L'association Actions pour le Congo-Brazzaville avec Jean Marie Michel Mokoko-France (ACB-J3M-France) a suivi avec intérêt la conférence de presse commune de Serguei Lavrov, ministre russe des Affaires étrangères, et de son homologue congolais Jean-Claude Gakosso. En l’analysant, l’écrivain et président en exercice de l’ACB-J3M, Thierry-Paul Ifoundza, s’est attardé sur le message ironique, inconsciemment ou consciemment, du ministre congolais des Affaires étrangères. Interview.
Pour vous, le message de Jean-Claude Gakosso est empreint d’ironie. Pourquoi ?
Thierry-Paul Ifoundza : Je rappelle les faits ! Un journaliste demande au ministre congolais des Affaires étrangères ce que représente pour lui cette première visite de Serguei Lavrov chez Denis Sassou Nguesso à Oyo. Sur le champ, avec un certain humour, Serguei Lavrov emboite le pas à son homologue congolais en l’invitant à répondre avec honnêteté. Prenant la parole, Jean-Claude Gakosso dit : « Avec sa grande expérience d'homme d’État, Sassou n'a peut-être pas connu le président Krouchev, mais a connu tous les présidents soviétiques et russes, à savoir Brejnev, Tchernenko, Andropov, Gorbatchev, Eltsine et maintenant Vladmir Poutine. Avec un tel palmarès, on est regardé comme une mémoire diplomatique… Cette visite est un grand événement... » Autrement dit, Serguei Lavrov serait venu au Congo pour solliciter les « conseils de Sassou »… Du sage Sassou ! Une référence en diplomatie, donc.
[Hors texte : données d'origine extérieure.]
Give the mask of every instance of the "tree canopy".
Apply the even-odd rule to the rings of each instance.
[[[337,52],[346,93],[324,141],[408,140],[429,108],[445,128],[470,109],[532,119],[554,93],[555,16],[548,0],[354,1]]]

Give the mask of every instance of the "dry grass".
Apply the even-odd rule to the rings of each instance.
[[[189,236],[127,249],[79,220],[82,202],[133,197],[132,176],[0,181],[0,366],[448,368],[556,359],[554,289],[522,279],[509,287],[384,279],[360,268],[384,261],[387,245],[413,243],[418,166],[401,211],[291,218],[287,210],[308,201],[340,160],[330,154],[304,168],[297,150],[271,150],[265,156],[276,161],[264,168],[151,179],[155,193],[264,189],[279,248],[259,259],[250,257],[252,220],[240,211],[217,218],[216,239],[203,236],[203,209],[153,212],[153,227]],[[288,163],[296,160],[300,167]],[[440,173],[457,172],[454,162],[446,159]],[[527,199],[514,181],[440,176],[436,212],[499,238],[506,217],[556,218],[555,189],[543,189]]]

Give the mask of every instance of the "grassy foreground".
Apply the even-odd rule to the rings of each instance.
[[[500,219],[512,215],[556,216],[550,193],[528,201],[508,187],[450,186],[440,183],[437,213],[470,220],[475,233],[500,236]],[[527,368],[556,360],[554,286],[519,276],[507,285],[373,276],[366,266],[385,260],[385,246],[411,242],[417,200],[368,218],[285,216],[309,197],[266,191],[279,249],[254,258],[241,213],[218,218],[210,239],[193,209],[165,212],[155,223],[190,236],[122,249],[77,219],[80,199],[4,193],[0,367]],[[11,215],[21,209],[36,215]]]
Mais là où ça devient marrant, c’est que Jean-Claude Gakosso a employé l’adverbe de possibilité « peut-être ». Je le perçois comme une ironie : Sassou doit être âgé de plus de 100 ans pour avoir connu « tous les présidents soviétiques et russes ».
Jean-Claude Gakosso a ajouté que « chez nous, les Européens de l’Est comme de l’Ouest le savent, nous vénérons les anciens… On s'en remet à la sagesse des anciens »…
TPI : C’est certainement pour cette raison que les retraités sont maltraités au Congo. Sans blague ! Cette phrase, je la considère comme une antiphrase, donc participant de l’ironie. L’ancienneté ne garantit en rien la sagesse. Arrêtons avec les clichés du genre « un vieillard qui meurt est une bibliothèque qui brûle ». Sassou est un ancien. En revanche sa sagesse n’est pas acquise : c’est de l’ordre de la chimère. Expliquer le déplacement au Congo d’une sommité russe comme Serguei Lavrov par la simple longévité de Sassou Nguesso au pouvoir, reflète une méconnaissance criarde de la géopolitique. Le séjour de Serguei Lavrov a eu lieu au même moment que celle d’Emmanuel Macron en Afrique. Le chef de la diplomatie russe y est allé uniquement pour rassurer ses partenaires africains après l'accord sur des couloirs sécurisés pour les exportations de grains d'Ukraine et de Russie. Le président français, lui, s’est déplacé jusqu’à Yaoundé pour tenter de ressouder ses liens parfois difficiles et distendus avec certains pays d’Afrique centrale, tentés par la Russie. C’étaient deux tournées africaines rivales. Que Jean-Claude Gakosso n’évoque pas une quelconque longévité au pouvoir ! C’est une honte que d’en parler, vu l’état comateux dans lequel son mentor a plongé le Congo.
Et le chaos libyen pour lequel Sassou est le président du Comité de Haut niveau ?
TPI : Un truc crée sur mesure. Se prenant pour un deus ex machina, il veut organiser au Congo une conférence internationale sur le conflit libyen sous son égide. Mais avec sa longue expérience pour reprendre Jean-Claude Gakosso, Sassou a résolu combien de crises ? Avec lui, c’est l’hôpital qui se moque de la charité. Qu’il commence construire ce qu'il a déconstruit au Congo ! Avec des prisonniers politiques qui croupissent dans ses geôles, entre autres tares, Sassou n’est pas un médiateur crédible.